26 augustus 2021De vertrekregeling is vanaf 01-01-2021 mogelijk. De grenzen van die regeling zijn duidelijk. Maar die grenzen hoeven niet persé te worden opgezocht. Met andere woorden: ja, de vertrekregeling mag ook ietsje minder zijn. Dat kon de realisatie ervan wel eens ten goede komen. Weliswaar neemt het aantal “oudere” werknemers dat doorwerkt toe. Maar voor een deel van de werknemers is juist “eerder stoppen met werken” belangrijk.
Vertrekregeling in het kort
De vertrekregeling maakt het mogelijk dat werknemers eerder stoppen met werken zonder dat de werkgever wordt geconfronteerd met een zogenaamde RVU-boete van 52 %. De voorwaarden zijn samengevat:
- De vertrekregeling start maximaal 3 jaar voor het bereiken van de AOW-leeftijd;
- De vergoeding van de werkgever aan de werknemer bedraagt maximaal € 22.164,– per jaar (bedrag 2021);
Is de periode langer of de vergoeding hoger? Dan wordt het meerdere alsnog belast met een RVU-boete. Voor meer informatie zie RVU op de pagina kernbegrippen.
Pensioenakkoord en zware beroepen
Het Kabinet en de Sociale Partners hebben in het pensioenakkoord afspraken gemaakt over duurzame inzetbaarheid. O.a. dat “zware beroepen” eerder kunnen stoppen met werken:
- De 45 dienstjarenregeling: Er zou worden onderzocht of pensionering na 45 dienstjaren mogelijk is. N.a.v. dat onderzoek heeft demissionair Minister Koolmees geconcludeerd dat zo’n regeling lastig uitvoerbaar, juridisch kwetsbaar en kostbaar is. Die is dus voorlopig van de baan;
- De vertrekregeling: Deze regeling is ingevoerd per 01-01-2021, maar is tijdelijk. Tót uiterlijk 01-01-2026 kunnende laatste deelnemers instromen.

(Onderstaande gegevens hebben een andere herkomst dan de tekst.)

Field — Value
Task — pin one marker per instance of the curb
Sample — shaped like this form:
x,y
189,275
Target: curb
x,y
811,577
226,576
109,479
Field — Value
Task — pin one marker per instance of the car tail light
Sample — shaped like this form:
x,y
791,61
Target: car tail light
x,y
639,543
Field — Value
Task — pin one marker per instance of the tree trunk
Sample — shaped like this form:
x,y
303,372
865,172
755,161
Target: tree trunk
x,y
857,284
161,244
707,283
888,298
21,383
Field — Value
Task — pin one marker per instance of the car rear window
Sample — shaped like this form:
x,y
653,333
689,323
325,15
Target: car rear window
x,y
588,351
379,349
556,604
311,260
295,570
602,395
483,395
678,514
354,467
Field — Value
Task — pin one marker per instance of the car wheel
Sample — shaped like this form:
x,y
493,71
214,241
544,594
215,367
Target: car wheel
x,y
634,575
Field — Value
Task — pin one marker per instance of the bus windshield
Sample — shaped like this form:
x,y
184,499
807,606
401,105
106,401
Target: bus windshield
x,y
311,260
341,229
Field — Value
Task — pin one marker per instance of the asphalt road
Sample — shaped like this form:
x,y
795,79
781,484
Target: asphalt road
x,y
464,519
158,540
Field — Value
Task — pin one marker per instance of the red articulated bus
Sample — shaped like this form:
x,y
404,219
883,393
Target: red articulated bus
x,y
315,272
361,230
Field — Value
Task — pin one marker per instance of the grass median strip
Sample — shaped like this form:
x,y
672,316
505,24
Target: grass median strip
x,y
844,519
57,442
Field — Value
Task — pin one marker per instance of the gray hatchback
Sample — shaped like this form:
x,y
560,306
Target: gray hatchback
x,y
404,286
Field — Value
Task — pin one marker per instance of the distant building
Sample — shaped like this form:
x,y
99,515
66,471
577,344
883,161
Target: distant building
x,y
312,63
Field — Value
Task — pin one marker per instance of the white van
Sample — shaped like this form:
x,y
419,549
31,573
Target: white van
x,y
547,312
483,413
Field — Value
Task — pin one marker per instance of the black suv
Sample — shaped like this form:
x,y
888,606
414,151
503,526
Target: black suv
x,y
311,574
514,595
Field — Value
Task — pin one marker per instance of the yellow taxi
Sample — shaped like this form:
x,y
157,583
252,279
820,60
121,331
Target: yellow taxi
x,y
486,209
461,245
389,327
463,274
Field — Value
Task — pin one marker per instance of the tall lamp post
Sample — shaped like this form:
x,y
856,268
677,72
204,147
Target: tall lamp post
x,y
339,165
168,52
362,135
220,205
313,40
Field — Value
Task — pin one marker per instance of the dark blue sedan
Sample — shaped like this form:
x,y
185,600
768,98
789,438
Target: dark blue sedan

Er zijn geen afspraken gemaakt over wat nu precies een “zwaar beroep” is. Dat bleek lastig en wordt bewust aan de sociale partners (werkgevers en vakbonden/OR) overgelaten.
Vertrekregeling mag ietsje minder zijn
Kortom, in principe staat de vertrekregeling open voor alle beroepen/werknemers. De wetgever stelt op dat punt geen voorwaarden. Maar met een groepsomschrijving kan de vertrekregeling worden beperkt. Dan staat de regeling alleen open voor dié werknemers waarvan de sociale partners hebben vastgesteld dat voor hen een vertrekregeling belangrijk is. Dat betekent ook dat de groep kleiner wordt en dus de kosten voor de werkgever lager. Enkele voorbeelden uit de praktijk:
- CAO Verpleeghuizen, verzorgingshuizen en thuiszorg (VVT): deelname aan de vertrekregeling is mogelijk voor de werknemer die 45 jaren heeft gewerkt in de zorg.
- CAO Bouw en Infra: alleen “bouwplaatswerknemers” kunnen aan de vertrekregeling deelnemen.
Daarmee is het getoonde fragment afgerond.